I wrote it on a Post-it note and stuck it to the edge of the bathroom mirror and then took it down because that was insane and put it in the kitchen drawer instead. Then I took it out of the kitchen drawer and wrote it in my notebook in the middle of a paragraph about a custom job I was planning and then crossed it out.

Three days.

I didn't think about why I kept noting it.

The morning was fine. Knox made eggs — there was apparently now a standing arrangement where he made eggs on weekday mornings because the twins had decided this was his job and he'd accepted the appointment — and Luna had commissioned him to braid her hair, which he was doing badly but with complete commitment, tongue slightly out, the way he got when he was concentrating on something delicate. It looked terrible. Luna looked at it in the mirror and said, "It's good," in a tone that indicated she knew it wasn't but had decided to protect his feelings, which she'd apparently also gotten from me.

Hunter was reading Knox a book about wolves. Not a children's book — an actual naturalist's guide that Hunter had gotten from the library and which I was fairly certain he was only partially reading and was mostly studying the diagrams.
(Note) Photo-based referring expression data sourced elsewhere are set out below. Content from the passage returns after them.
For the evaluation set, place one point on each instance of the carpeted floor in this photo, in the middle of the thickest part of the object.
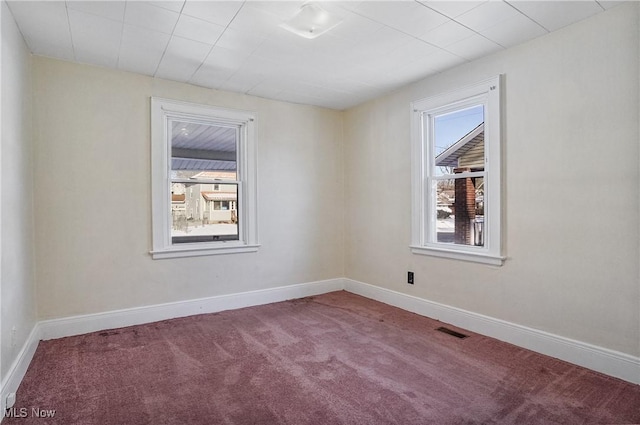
(332, 359)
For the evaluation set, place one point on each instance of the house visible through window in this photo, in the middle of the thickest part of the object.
(203, 180)
(204, 159)
(456, 174)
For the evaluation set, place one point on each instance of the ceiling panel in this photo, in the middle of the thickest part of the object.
(514, 31)
(553, 15)
(487, 15)
(96, 40)
(146, 15)
(447, 34)
(113, 10)
(141, 49)
(217, 12)
(44, 24)
(198, 30)
(182, 59)
(452, 9)
(474, 47)
(409, 17)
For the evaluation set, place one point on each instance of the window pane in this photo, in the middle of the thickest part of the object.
(460, 211)
(204, 212)
(203, 151)
(459, 140)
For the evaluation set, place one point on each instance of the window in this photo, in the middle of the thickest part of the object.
(203, 180)
(456, 167)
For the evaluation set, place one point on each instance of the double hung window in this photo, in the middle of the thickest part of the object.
(203, 180)
(456, 168)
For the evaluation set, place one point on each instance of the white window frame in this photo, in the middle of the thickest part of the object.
(162, 112)
(423, 217)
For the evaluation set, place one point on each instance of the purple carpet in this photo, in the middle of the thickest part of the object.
(337, 358)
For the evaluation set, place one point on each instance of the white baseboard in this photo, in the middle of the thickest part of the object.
(608, 362)
(18, 368)
(600, 359)
(77, 325)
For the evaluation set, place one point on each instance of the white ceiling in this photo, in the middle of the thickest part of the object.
(238, 45)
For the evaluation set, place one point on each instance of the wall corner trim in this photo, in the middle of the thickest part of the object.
(599, 359)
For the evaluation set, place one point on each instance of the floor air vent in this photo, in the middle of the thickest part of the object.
(452, 332)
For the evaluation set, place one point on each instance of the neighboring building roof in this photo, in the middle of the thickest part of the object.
(219, 196)
(216, 175)
(450, 157)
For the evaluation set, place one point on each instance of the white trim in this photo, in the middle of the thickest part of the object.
(423, 209)
(77, 325)
(162, 111)
(19, 367)
(603, 360)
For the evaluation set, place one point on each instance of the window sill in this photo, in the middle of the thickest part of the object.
(198, 251)
(454, 254)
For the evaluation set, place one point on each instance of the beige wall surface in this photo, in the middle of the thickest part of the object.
(571, 178)
(93, 208)
(17, 268)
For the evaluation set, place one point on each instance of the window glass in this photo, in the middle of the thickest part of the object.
(203, 180)
(456, 169)
(202, 157)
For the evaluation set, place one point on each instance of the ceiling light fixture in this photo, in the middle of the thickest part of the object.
(311, 21)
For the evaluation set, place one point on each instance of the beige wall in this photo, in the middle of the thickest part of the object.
(570, 189)
(92, 185)
(571, 192)
(16, 196)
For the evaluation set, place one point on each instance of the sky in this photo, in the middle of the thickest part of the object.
(451, 127)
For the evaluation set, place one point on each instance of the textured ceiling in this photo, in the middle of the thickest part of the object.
(239, 46)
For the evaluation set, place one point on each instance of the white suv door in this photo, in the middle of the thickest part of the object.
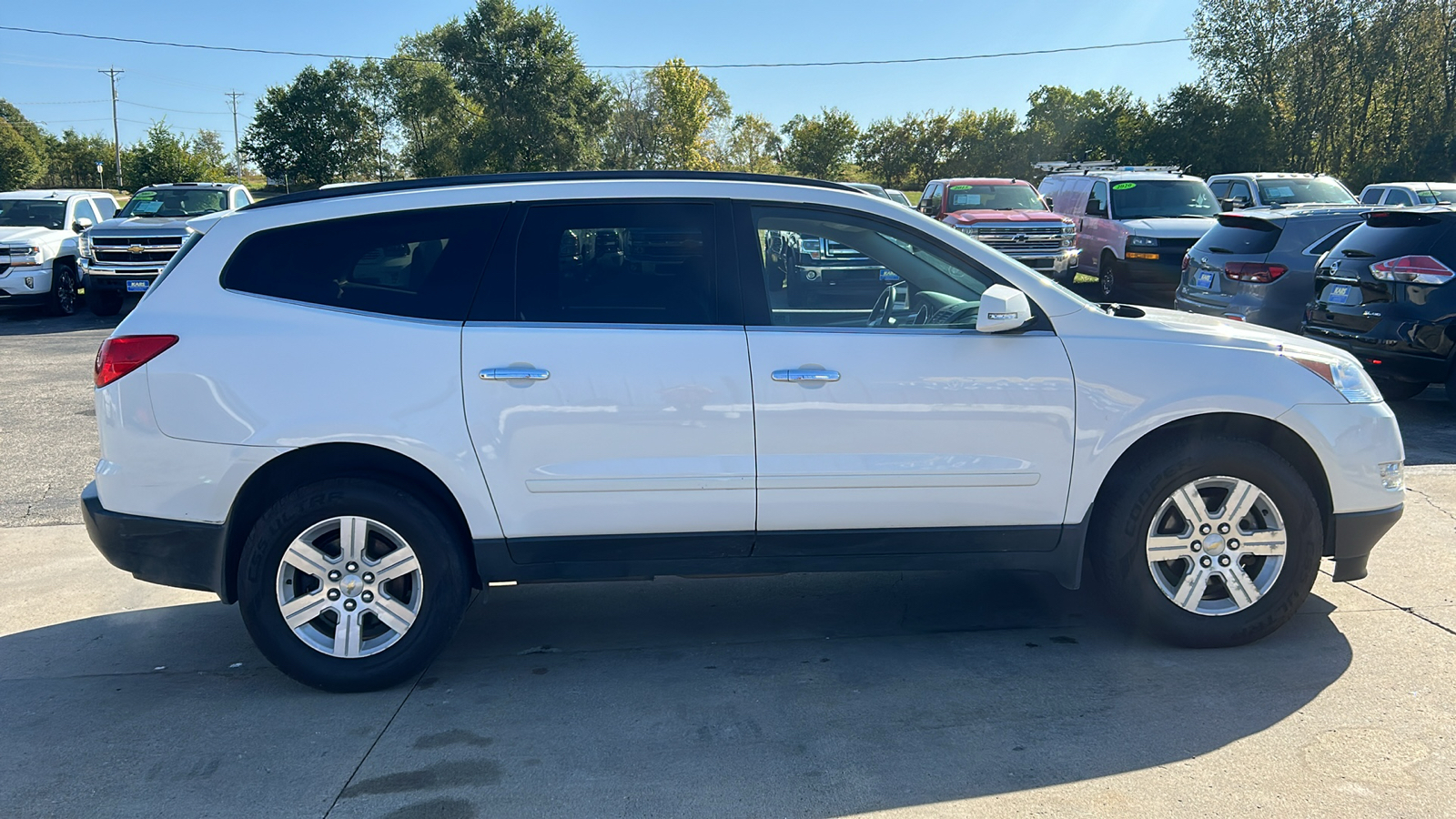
(895, 413)
(606, 395)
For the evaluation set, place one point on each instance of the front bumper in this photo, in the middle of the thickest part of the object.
(172, 552)
(1353, 535)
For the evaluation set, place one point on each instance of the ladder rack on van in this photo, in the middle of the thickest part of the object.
(1103, 165)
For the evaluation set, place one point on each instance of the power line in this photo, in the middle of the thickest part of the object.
(824, 63)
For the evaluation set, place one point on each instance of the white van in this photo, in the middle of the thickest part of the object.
(1133, 225)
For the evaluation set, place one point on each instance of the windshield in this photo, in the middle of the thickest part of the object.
(33, 213)
(175, 203)
(1320, 189)
(1162, 198)
(994, 197)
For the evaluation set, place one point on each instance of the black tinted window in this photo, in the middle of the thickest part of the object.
(421, 263)
(1241, 235)
(618, 264)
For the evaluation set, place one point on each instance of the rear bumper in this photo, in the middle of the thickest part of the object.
(171, 552)
(1353, 535)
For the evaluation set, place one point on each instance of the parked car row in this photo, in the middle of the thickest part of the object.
(57, 244)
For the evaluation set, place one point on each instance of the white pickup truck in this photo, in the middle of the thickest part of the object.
(38, 245)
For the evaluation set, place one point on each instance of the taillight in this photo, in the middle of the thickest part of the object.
(1421, 270)
(120, 356)
(1259, 273)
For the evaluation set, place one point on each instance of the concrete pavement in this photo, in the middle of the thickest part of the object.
(919, 694)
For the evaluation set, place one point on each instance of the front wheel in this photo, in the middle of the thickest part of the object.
(1213, 544)
(1107, 276)
(351, 584)
(65, 295)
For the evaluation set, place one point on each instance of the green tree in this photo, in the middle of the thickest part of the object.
(315, 130)
(684, 104)
(820, 146)
(167, 157)
(75, 157)
(22, 149)
(750, 145)
(531, 102)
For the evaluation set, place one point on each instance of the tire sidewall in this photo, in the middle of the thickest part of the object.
(1121, 559)
(443, 567)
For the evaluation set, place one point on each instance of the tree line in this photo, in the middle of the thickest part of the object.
(1363, 89)
(31, 157)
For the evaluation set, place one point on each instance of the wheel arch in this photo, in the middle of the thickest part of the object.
(306, 465)
(1283, 440)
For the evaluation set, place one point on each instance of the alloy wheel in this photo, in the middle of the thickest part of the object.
(349, 586)
(1216, 545)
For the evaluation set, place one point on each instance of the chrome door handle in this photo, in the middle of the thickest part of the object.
(514, 373)
(805, 375)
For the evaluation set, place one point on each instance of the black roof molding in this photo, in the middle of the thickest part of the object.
(538, 177)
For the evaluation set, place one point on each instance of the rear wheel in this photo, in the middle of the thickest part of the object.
(1216, 542)
(104, 302)
(1400, 389)
(351, 584)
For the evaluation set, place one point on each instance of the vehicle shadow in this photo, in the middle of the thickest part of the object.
(814, 695)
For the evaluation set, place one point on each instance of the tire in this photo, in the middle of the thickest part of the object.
(1148, 554)
(63, 298)
(1107, 274)
(293, 559)
(104, 302)
(1400, 389)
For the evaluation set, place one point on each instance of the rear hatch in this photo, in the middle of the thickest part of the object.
(1350, 296)
(1237, 244)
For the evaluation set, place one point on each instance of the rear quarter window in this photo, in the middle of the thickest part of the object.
(417, 264)
(1241, 235)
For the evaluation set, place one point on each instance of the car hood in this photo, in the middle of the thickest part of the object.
(1193, 329)
(1183, 228)
(152, 225)
(36, 235)
(973, 216)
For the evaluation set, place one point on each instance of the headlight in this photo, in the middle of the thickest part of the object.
(25, 256)
(1344, 375)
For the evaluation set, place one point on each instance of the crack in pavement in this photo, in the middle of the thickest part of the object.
(1394, 605)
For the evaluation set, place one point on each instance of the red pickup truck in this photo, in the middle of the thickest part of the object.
(1006, 215)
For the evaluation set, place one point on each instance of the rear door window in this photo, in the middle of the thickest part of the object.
(631, 263)
(419, 264)
(1241, 235)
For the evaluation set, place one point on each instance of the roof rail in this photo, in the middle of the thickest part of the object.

Knox was listening with the same focused attention he gave everything that came from Hunter, and Hunter kept pausing to check that Knox was still listening and Knox kept making sounds that confirmed he was.

I stood at the counter with my coffee and tried to remember what the mornings had looked like before this.

I couldn't quite.

Damien called at eight-forty-five to confirm their coffee. He wanted to clear the air, he said. Discuss the future, he said. I agreed because I needed to end it and I wanted to do it myself, cleanly, without it becoming another thing that happened to me.
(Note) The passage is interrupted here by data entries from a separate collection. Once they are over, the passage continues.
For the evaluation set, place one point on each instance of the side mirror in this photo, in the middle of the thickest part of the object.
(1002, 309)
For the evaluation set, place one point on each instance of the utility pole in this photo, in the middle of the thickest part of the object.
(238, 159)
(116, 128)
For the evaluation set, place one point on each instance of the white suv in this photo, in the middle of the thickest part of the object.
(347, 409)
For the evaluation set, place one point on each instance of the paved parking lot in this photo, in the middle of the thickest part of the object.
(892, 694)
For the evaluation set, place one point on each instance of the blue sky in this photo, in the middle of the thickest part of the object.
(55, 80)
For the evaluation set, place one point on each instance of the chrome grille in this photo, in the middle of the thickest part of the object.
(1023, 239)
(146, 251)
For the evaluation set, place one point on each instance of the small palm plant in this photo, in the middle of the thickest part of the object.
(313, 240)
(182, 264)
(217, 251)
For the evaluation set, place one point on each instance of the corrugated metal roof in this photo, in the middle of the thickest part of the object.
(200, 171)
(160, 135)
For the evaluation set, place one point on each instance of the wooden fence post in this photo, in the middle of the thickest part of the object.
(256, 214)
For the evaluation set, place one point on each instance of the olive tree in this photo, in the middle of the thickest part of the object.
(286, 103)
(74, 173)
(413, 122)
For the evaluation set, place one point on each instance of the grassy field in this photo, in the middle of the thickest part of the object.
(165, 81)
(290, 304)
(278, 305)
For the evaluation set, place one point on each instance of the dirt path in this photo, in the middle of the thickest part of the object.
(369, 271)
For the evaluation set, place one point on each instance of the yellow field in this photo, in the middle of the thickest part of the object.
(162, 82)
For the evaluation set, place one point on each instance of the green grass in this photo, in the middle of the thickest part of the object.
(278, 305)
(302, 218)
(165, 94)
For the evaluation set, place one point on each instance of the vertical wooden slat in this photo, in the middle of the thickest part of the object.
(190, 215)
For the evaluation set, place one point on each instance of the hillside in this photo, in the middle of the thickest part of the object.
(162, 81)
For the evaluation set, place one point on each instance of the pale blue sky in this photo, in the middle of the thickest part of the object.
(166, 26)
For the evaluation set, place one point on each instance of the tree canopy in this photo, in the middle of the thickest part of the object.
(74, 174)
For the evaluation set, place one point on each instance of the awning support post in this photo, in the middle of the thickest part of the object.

Mara called at nine-twenty.

"The property transfer," she said. "The lien Damien filed. It's showing a complication — a secondary filing I don't recognize, registered two days ago. It has a legal mark on it that I don't know, some kind of notation, but the format is weird. Not standard."

"Send me a photo."

She sent it. I looked at it. Felt cold.

I knew that notation. Knox had shown me, three weeks ago, in the documents about Damien's debt — the specific formatting that rogue pack legal operations used to mark their instruments.

"I can't get access to the full document," Mara was saying. "I've tried three search engines and the registry won't pull it. I think it might be sealed."

"Okay." I kept my voice even. "I'll handle it. Thanks."

I put the phone down.

I was pulling on my jacket, heading to the door, when my phone rang again.

Knox.

"Where are the kids right now?" His voice was the completely calm voice, the one he used when something was wrong and he was moving anyway.

My stomach went cold.

"At preschool," I said. "Why."

Silence. Two seconds. Possibly the longest two seconds of my life.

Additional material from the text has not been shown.